Household fuel checks? Partial unemployment for companies? The government is preparing various measures to counter the consequences of the war in Ukraine for the economy.
What solutions should be implemented to cope with the economic consequences of the war in Ukraine? The management is finalizing its response. After consulting everything: from the social partners to large companies, through the most vulnerable sectors, the final arbitrations are underway. The resilience plan will be unveiled in the coming week with a clearly defined goal: above all, not to resurrect it at all costs.
There will no doubt be disappointments. Many companies are affected by this war. According to the CPME, nearly 2,000 individuals have been directly exposed, either because of their presence in Russia or Ukraine or because they export to these markets. Not to mention all those indirectly affected by rising energy prices or supply problems.
“There’s no going back to whatever it takes,” we warn Bercy.
First, for political reasons. The executive can’t multiply the checks and let government spending slip a little more a month before the presidential election. But also for economic reasons. The Ukrainian crisis is a problem of supply and not demand, spraying the economy on a massive scale would be tantamount to “burning gasoline by fueling inflation,” explains Bruno Le Maire. The unions are also on the same page for other reasons: “We want to avoid windfalls and focus aid on those who need it most,” we explain to the CFDT.
A few hundred involved companies
“This plan will be several billion euros and will affect only a few hundred companies,” said a government source. The measures will target only the companies most weakened by the crisis: those that are particularly energy-intensive or that are particularly exposed to international competition.
Among the measures mentioned, partial unemployment could make a comeback for companies that are sitting still, lacking outlets because they exported to Russia or Ukraine or because of supply problems. The employers’ organizations are pushing the executive to set up the classic sub-activity supported by the state at the height of the Covid crisis.

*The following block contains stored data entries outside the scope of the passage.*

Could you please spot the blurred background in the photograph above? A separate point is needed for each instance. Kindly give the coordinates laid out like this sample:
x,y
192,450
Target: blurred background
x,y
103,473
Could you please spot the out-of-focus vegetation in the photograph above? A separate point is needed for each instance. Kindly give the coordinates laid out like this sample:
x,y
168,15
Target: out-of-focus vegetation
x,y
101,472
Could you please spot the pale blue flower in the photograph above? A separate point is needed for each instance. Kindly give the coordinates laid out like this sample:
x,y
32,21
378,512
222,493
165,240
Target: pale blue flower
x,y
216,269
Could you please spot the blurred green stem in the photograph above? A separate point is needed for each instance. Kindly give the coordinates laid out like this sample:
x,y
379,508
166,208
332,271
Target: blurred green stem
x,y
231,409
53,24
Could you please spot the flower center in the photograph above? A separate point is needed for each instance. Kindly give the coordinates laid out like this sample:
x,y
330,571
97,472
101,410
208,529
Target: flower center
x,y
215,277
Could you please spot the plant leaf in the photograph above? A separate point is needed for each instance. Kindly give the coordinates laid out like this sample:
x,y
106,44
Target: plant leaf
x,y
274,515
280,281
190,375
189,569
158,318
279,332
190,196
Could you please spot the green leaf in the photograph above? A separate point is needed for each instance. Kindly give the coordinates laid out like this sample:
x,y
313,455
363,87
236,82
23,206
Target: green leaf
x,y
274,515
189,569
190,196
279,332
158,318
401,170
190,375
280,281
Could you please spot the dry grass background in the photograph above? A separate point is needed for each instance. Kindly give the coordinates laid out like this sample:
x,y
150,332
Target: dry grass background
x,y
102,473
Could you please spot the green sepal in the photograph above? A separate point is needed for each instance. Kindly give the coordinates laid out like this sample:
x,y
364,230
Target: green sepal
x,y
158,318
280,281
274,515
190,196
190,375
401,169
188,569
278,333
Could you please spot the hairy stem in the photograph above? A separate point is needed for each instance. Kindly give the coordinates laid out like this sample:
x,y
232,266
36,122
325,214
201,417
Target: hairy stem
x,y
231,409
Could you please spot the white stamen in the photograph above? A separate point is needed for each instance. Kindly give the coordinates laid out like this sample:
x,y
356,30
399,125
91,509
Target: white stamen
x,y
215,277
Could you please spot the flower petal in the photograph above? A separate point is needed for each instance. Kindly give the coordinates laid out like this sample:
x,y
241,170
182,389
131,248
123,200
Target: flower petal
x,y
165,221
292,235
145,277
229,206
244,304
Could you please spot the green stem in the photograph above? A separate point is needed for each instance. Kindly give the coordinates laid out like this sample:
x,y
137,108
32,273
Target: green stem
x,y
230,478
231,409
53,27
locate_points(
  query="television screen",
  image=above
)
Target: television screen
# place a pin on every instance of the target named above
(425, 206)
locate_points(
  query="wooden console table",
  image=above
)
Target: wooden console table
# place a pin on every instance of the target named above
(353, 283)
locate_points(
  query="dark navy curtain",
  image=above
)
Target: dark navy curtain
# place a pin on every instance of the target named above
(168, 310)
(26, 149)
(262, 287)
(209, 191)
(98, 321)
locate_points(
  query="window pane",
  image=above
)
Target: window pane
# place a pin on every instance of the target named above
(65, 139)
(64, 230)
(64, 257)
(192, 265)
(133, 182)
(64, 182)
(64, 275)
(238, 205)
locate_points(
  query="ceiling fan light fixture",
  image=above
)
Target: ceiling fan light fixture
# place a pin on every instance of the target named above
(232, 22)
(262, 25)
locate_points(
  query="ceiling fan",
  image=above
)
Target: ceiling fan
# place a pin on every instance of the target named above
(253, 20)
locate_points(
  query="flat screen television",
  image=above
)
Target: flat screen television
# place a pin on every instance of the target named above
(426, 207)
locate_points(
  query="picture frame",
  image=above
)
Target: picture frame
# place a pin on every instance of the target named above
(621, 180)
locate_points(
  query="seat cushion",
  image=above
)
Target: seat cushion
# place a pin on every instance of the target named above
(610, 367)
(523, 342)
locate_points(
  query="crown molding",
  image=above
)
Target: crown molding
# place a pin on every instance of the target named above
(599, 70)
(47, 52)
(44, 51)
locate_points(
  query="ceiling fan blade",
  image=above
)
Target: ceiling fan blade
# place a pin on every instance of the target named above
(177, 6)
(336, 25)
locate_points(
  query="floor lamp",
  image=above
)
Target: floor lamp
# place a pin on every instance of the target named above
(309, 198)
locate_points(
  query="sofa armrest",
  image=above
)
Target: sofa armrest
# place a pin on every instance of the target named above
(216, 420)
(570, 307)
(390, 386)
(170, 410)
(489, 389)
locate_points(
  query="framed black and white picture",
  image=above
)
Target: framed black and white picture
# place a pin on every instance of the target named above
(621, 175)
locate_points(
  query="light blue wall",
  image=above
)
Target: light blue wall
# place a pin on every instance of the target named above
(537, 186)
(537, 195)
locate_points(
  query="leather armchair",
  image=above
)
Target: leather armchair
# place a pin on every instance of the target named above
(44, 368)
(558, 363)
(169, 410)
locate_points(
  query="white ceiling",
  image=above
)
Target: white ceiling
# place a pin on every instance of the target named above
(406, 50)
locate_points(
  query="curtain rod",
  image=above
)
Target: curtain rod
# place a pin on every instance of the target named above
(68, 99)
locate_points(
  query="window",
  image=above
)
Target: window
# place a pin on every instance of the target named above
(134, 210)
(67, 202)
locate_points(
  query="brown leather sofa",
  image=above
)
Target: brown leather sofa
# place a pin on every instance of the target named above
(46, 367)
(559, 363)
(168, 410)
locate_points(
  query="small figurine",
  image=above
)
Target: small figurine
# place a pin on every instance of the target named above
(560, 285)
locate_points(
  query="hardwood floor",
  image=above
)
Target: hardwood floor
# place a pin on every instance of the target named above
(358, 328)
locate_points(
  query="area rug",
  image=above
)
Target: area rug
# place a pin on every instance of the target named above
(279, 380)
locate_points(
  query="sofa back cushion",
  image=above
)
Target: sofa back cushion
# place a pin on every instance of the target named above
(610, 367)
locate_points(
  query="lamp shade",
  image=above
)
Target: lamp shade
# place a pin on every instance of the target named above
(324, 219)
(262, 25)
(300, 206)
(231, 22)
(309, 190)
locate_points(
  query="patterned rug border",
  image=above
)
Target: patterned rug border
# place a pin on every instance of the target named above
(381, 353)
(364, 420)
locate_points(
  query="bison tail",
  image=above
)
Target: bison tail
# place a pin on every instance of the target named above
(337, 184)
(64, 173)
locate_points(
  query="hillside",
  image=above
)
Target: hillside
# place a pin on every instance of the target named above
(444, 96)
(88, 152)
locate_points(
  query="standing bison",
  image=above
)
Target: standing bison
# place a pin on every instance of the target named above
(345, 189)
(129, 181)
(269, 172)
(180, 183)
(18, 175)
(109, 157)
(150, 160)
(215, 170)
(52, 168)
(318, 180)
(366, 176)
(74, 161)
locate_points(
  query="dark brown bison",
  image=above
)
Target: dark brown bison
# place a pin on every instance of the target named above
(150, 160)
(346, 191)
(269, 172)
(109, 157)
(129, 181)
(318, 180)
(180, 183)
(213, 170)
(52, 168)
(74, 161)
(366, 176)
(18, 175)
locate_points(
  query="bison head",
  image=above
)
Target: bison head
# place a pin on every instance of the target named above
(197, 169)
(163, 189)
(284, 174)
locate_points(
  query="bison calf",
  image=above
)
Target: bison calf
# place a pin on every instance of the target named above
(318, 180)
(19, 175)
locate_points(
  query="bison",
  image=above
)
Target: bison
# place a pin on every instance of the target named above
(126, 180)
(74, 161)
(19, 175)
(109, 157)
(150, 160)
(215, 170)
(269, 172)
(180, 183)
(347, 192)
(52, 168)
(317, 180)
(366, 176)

“A more flexible device than Prolonged Partial Activity (APLD) because it doesn’t require an agreement,” said a senior management official.
Without a doubt, the management, which encourages companies to sign long-term sub-activity agreements as soon as possible, says that it is ready for adjustments. Indeed, the APLD presents two difficulties: companies have until June 30, 2022 to conclude an agreement, and the system must not last more than 24 months. Which may be too limited for companies that have already made use of these rights due to the Covid crisis.
Another measure: the CPME is calling for the rapid establishment of repayable advances, ie government bonds, which will allow companies facing deficits to quickly position themselves to find other sources. In December, when companies were already struggling with shortages, Bruno Le Maire already planned to release 500 million euros through Bpifrance, but nothing came of it, an employer official explains.
Finally, a gesture is planned for businesses and households to cope with rising fuel prices. On the business side, the hardest hit companies, the truckers, who already salvage part of the TICPE, want to recover a larger part and faster: not every quarter, but every month. They also demand the abolition of VAT on the TICPE. “Bercy has not closed the door to these measures,” says an employer official.
A gesture for households
As far as households are concerned, all options are on the table: Will there be a new inflation bonus? “Not focused enough on the most modest households,” said a union source. The executive is also considering encouraging companies to pay for fuel coupons, a device that already exists like restaurant coupons but could be “uncapped and tax-free,” a source at the heart of the negotiations tells us.
Finally, an employer’s official argues for a tax reduction or a tax credit on the kilometer allowance. A measure that would again have the advantage of targeting the biggest drivers
Nothing has been definitively arbitrated yet, but in any case, the executive has already prepared the minds: all these measures will not be enough to completely erase the shock of this crisis.